The invention relates to the field of voice translation, specifically to a bluetooth headset-based voice translation system and method.
With globalization of economy, exchanges between countries in business and life have become increasingly frequent, and international academic speeches are often held between countries. Due to different languages of different countries, a translation device is generally needed to communicate. In order to ensure confidentiality and convenience of the translation content, the translation device is often used with a pair of translation bluetooth headsets. Each of two parties in the communication wears a bluetooth headset. Each headset can collect voice signals, send the collected voice signals to a translation machine or cloud translation engine for translation, and finally send the translated voice signals to the other headset for playback. Although in most cases this method can achieve effective communication between two parties in different languages, this translation bluetooth headset has certain limitations. Usually, the two parties in communication are face to face and a distance between them is relatively small. For example, a pair of bluetooth headsets include a headset A and a headset B, and two persons in communication includes a person A and a person B, and the person A wears the headset A and the person B wears the headset B; when the person A is speaking, due to a close distance between the two, both of the headset A and the headset B can collect an audio signal of the person A. Since the translation machine or cloud translation engine cannot identify whether the audio signal is from the person A or the person B, the translation machine or cloud translation engine will recognize and translate any audio signal from the headset A and the headset B, that is, the translation machine or cloud translation engine will recognize and translate both the audio signal of the person A collected from the headset A and the audio signal of the person A collected from the headset B. Similarly, when only the person B is speaking, this situation will also occur, which can easily cause confusion in recognition and translation of the translation machine or cloud translation engine, resulting in inaccurate recognition and translation, affecting normal communication and exchanges, and also increase a large amount of unnecessary translation work, resulting in a waste of translation traffic resources.

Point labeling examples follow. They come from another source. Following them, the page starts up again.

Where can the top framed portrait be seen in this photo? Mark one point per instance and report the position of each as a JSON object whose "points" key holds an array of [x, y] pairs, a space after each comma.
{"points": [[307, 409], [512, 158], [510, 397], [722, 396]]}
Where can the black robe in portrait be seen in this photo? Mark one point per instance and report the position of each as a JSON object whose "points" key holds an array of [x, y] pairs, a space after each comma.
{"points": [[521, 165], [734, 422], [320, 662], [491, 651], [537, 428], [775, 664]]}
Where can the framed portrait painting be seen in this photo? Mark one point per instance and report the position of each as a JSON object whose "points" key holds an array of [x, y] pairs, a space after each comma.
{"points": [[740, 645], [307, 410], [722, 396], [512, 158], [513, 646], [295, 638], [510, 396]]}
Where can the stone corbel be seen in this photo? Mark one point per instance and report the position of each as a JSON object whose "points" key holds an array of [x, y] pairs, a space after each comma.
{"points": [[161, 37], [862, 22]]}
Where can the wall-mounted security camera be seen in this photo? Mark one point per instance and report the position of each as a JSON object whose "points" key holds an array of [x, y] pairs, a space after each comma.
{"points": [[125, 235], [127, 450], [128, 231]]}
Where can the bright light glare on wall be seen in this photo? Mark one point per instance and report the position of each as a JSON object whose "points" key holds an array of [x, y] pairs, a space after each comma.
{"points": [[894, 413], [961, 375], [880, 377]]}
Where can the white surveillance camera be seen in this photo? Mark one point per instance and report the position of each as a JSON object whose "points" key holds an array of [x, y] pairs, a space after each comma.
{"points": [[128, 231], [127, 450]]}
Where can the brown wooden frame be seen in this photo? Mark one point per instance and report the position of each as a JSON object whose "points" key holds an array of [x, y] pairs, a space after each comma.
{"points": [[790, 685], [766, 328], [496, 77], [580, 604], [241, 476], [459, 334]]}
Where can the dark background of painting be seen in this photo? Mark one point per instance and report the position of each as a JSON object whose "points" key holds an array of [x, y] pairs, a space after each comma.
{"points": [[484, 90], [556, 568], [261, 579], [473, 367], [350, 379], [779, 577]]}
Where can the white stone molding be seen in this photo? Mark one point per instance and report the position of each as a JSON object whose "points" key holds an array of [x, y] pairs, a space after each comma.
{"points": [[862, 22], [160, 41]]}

An object of the present invention is to provide a bluetooth headset-based voice translation system to overcome defects and shortcomings of the related art. The system can identify a source of audio signals collected by two bluetooth headsets from which party of two parties in communication, and only send audio signals from a person wearing the headset to a translation machine or a cloud translation engine for voice recognition and translation. This solves confusion of voice recognition and translation, thereby making communication more effective; meanwhile, unnecessary voice recognition and translation are greatly reduced.
In order to achieve the above object, the present invention provides a bluetooth headset-based voice translation system, including:
According to one embodiment of the present invention, when the signal cross-correlation value of the first audio signal and the second audio signal is (0.7, 1), the first audio signal and the second audio signal are signals from the same sound source.
According to one embodiment of the present invention, when the first audio signal and the second audio signal are both from the user who wears the first translation bluetooth headset, the first gain factor G1 is set to 1, and the second gain factor G2 is set to 0; when the first audio signal and the second audio signal are both from the user who wears the second translation bluetooth headset, the first gain factor G1 is set to 0, and the second gain factor G2 is set to 1.
According to one embodiment of the present invention, the audio signal processing center further includes a signal amplitude detection module configured to detect signal amplitudes of the first audio signal and the second audio signal; when the first audio signal and the second audio signal are from the same sound source, if the signal amplitude of the first audio signal is greater than the signal amplitude of the second audio signal, the first audio signal and the second audio signal are both from the user who wears the first translation bluetooth headset; otherwise, the first audio signal and the second audio signal are both from the user who wears the second translation bluetooth headset.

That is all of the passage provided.